Jewish Community of Venice was one of the most stable and significant since the 14th century. Several migratory flows took place between the end of the 15th and the early 16th century, creating an heterogeneous and multi-ethnic community. Jewish-Venetian cuisine was created in such a diversified environment, characterised by the melting of different traditions and flavors and distinctive features at the same time: the Italian, Ashkenazi and Sephardi ones.

Thanks to tradings between Levantine Jewish merchants and Eastern Territories, many new products as dried fruits and spices were introduced to Venice. “Riso all’ua” (risotto with raisins), still very popular in Venice, can be considered a result of the combination between those different cultures living in the oldest Jewish ghetto. Cooking risotto is also a good chance to practise and improve your cooking skills.

Let’s get it started!


Portions: 2 people

Preparation time: 20 min

Cooking time: 20 min     


  • 160 g of rice (to choose from the following types: Carnaroli, Vialone Nano, Roma, Baldo)

  • 2 large cloves of garlic

  • 100 ml of olive oil

  • 50 g of raisins

  • 100 ml of white wine to soak raisins + a splash to deglaze

  • 1 l of hot vegetable stock

  • 100 ml of apple juice (choose one from tart types, eg. Granny Smith or Antonówka)

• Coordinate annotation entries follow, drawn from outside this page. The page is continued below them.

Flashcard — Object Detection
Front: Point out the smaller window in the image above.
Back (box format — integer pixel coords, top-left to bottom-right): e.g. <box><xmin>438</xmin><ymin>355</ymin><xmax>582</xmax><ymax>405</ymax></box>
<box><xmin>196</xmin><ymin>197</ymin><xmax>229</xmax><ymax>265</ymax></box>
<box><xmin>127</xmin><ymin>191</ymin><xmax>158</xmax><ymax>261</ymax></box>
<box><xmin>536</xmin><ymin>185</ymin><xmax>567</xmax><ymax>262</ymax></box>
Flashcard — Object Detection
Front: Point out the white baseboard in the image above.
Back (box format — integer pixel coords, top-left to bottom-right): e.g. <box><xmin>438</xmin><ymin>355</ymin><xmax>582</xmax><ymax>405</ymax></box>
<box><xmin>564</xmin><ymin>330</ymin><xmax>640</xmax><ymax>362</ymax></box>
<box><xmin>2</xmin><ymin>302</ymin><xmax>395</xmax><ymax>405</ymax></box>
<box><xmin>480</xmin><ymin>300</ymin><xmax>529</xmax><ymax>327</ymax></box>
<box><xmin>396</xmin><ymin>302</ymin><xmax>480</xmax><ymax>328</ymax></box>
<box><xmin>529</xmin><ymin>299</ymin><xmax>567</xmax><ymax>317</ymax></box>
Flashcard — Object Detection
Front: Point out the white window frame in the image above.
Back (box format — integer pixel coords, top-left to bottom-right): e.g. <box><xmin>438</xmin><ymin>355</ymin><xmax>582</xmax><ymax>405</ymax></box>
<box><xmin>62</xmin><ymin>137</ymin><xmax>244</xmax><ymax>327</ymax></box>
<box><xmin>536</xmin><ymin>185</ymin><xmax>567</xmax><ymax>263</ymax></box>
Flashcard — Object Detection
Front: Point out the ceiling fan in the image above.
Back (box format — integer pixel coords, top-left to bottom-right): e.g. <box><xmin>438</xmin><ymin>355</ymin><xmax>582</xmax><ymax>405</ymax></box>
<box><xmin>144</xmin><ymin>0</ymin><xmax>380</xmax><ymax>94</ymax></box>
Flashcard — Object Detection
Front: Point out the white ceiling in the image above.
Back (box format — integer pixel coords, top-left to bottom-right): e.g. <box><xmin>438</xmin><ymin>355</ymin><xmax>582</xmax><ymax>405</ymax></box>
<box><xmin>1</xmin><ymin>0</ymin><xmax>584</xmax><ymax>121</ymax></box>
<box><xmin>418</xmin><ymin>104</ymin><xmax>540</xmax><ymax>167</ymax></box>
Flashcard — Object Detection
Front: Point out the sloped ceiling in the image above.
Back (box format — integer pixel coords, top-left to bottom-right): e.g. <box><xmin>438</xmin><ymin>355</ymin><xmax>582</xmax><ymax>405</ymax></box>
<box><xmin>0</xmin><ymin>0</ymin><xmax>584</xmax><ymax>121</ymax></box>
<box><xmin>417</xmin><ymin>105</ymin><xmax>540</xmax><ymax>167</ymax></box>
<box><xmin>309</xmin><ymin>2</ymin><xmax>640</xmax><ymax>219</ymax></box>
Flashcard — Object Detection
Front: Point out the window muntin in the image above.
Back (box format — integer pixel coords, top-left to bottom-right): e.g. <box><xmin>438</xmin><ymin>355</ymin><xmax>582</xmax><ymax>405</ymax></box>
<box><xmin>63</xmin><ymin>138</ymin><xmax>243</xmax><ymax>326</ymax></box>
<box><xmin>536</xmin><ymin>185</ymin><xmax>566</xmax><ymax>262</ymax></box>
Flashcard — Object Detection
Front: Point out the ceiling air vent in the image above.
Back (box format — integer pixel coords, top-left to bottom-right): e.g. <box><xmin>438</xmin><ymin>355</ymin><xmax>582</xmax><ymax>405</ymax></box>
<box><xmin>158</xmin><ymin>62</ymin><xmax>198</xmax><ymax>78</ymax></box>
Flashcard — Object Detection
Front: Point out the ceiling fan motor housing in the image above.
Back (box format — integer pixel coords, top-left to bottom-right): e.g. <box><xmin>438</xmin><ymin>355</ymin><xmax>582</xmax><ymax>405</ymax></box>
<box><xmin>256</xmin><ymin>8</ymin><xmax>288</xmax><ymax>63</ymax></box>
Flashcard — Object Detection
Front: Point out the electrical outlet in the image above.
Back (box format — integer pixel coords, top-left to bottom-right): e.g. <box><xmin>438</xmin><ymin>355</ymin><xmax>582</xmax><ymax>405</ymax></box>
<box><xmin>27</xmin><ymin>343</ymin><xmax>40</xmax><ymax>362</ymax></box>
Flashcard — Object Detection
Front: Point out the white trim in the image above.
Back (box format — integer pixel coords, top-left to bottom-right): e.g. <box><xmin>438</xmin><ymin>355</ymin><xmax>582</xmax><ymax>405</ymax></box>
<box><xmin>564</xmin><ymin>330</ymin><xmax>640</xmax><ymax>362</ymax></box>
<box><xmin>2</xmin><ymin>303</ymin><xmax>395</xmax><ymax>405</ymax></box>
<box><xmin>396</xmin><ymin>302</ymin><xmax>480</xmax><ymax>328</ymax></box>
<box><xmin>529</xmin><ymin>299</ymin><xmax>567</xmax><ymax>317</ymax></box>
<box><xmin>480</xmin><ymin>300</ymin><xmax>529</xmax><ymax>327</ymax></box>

  • 2 tbs of fresh chopped parsley

  • 30 g of cold butter

  • Salt


  1. Put all the ingredients on the table, breathe deeply, and get ready to start gloriously the cathartic ritual of cooking risotto.
  2. Put raisins in a colander and rinse well to remove impurities. Put them in a a bowl with 100 ml of slightly warm white wine and soak for about 20 minutes. Then drain and set aside.

  3. Slice the garlic thinly. Set aside.
  4. It’s time to toast the rice (“tostatura”): put the grains in a dry pan over medium heat for 2-3 minutes. You don’t need to add any fat. Shake and stir regularly. After toasting the colour of grains will be bright and they’ll smell nutty, but first of all the texture of your risotto will be extra-creamy but not sticky.
  5. Coat the bottom of a pot with olive oil, add garlic and saute over low heat.

  6. When oil starts shimmering add the toasted rice, stir well with a whisk and deglaze with a splash of cold white wine. Whisk is usefull to whip the starch released by rice.

  7. Add a ladle of hot vegetable stock to the rice, and stir until it appears almost dry. Then add another ladle of stock and repeat the process. Never abandon or forget your risotto on the stove!

  8. Halfway through the cooking time, add raisins and stir well (check the rice package for the cooking time suggested!).

  9. Add the apple juice. It adds flavor and a delicate note of acidity to your risotto, creating a pleasant contrast with the sweetness of raisins. Add salt to taste.

  10. Two minutes before cooking time finishes, remove the pot from heat. Add small pieces of cold butter, cover and let rest for 2 minutes. Do not stir!

  11. Stir well and add chopped parsley or, as I made, garnish with some drops of parsley oil after the risotto is plated.